Sono esclusi dal bando i dipendenti provenienti dagli enti strumentali della Regione per i quali il trasferimento nel ruolo regionale prevede, invece, procedure di mobilità interna volontaria.
Ventuno i posti vacanti per le categorie D1 e D3 (a tempo indeterminato). Tre saranno destinati alla direzione Affari della Presidenza, 2 alla direzione Lavori Pubblici, 1 alla direzione Risorse Umane , 1 alla direzione Trasporti, 6 alla direzione Politiche della Salute, 3 alla direzione Sviluppo Economico, 1 alla direzione politiche Attive del Lavoro, 1 alla struttura speciale di supporto Controllo di gestione, 2 alla struttura speciale di supporto Avvocatura regionale e 1 alla struttura speciale di supporto Tutela della Salute e Sicurezza sul Lavoro.
In regione da settimane c’è un forte malumore, ben prima che saltasse fuori il bando. Alcuni dipendenti sostengono di conoscere già le persone che potranno beneficiare di questo concorso che arriveranno da altri enti e contestano il fatto che la selezione sia aperta solo a chi lavora presso la Giunta regionale. Secondo alcuni sarbbe possibile aprire la procedura ai soli dipendenti in comando ma l'ulteriore restrizione ai "comandati della giunta regionale" potrebbe contenere rilievi di illegittimità riferiti ad una discriminazione tra dipendenti omogenei.
Da giornni PrimaDaNoi.it riceve diverse segnalazioni, tutte anonime, di dipendenti che stilano una lista precisa con i nomi di coloro che beneficeranno di queste disposizione che avrebbero l’unico scopo di favorire persone precise.
Qualcuno fa anche notare che il bando dovrebbe essere pubblico e invece è pubblicato solo sull'intranet regionale perché dalla Regione sostengono che la circolare della funzione pubblica del 22/02/2012 lo consente. E’ vero che il bando è indirizzato ai comandati dell’ente pubblico ma si eluderebbe comunque l'obbligo di pubblicità del d.lgs 165, art. 30 voluto da Brunetta. Per partecipare al bando, inoltre, saranno accettate solo le risposte che arriveranno via intranet e le risposte di accettazione avverranno sempre tramite il servizio interno.

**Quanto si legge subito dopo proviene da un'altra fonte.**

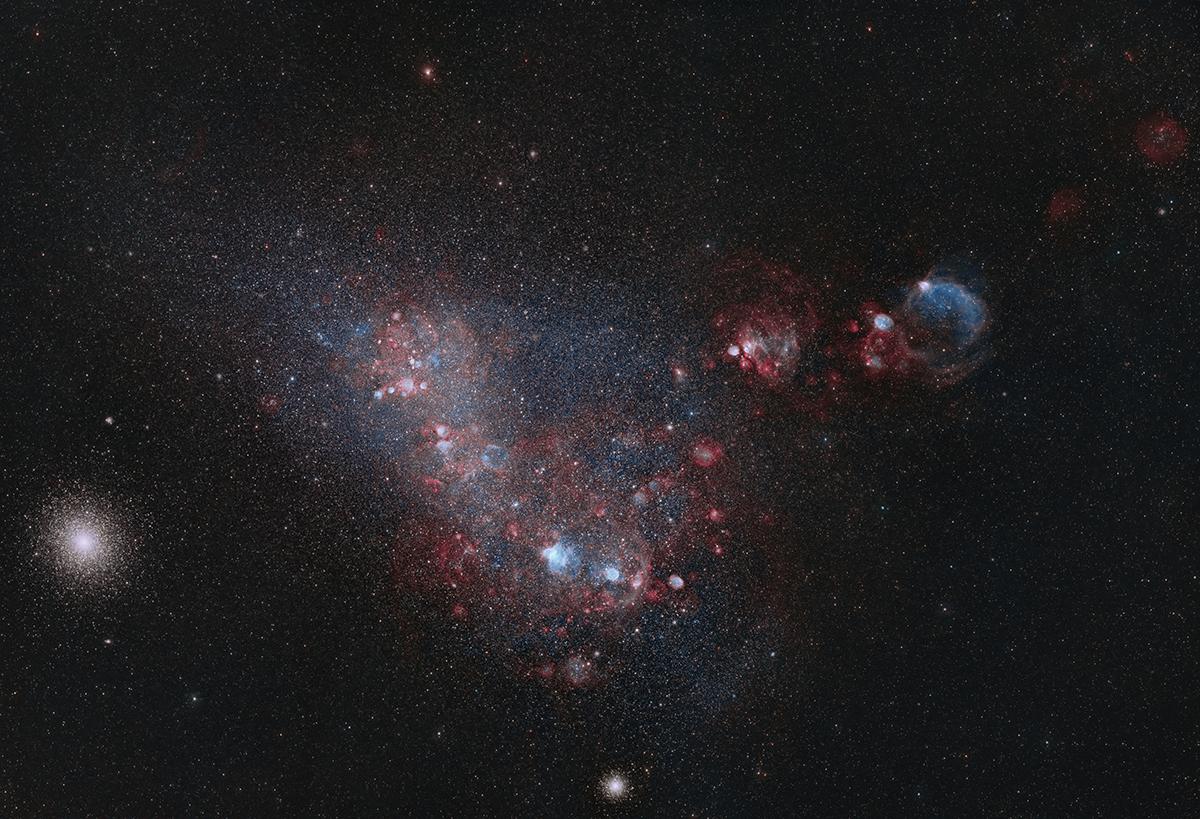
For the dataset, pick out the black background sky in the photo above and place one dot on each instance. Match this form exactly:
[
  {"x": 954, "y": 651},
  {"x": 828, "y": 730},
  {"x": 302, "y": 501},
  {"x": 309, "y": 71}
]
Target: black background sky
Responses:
[{"x": 990, "y": 599}]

«Se non si riesce a vincere un concorso presso un Ente Regionale», ci dice un dipendente regionale che vuole restare anonimo, «si va fuori, si vince altrove e si rientra con il comando, senza alcuna selezione. Poi ci pensa la giunta a rendere il comando transitorio un trasferimento definitivo. Così la Regione che ha un elevato numero di esuberi, derivanti dalla chiusura degli enti strumentali, prende ‘amici’ da altrove».

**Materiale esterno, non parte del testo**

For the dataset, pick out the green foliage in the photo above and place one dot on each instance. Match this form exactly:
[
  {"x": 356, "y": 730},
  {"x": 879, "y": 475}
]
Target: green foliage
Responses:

Impossibile stabilire la effettiva legittimità dell'operato della giunta (che ovviamente si presume) restano però il malumore ed i mugugni a mezza bocca, forse i futuri ricorsi e le domande senza risposta che alimentano i veleni. In tutto questo i sindacati rimangono sullo sfondo.
Allora non sarebbe stato corretto fare prima una ricognizione interna del personale disponibile con una mobilità interna? Le competenze necessarie sono davvero tutte all'esterno? Il personale interno è davvero così malmesso?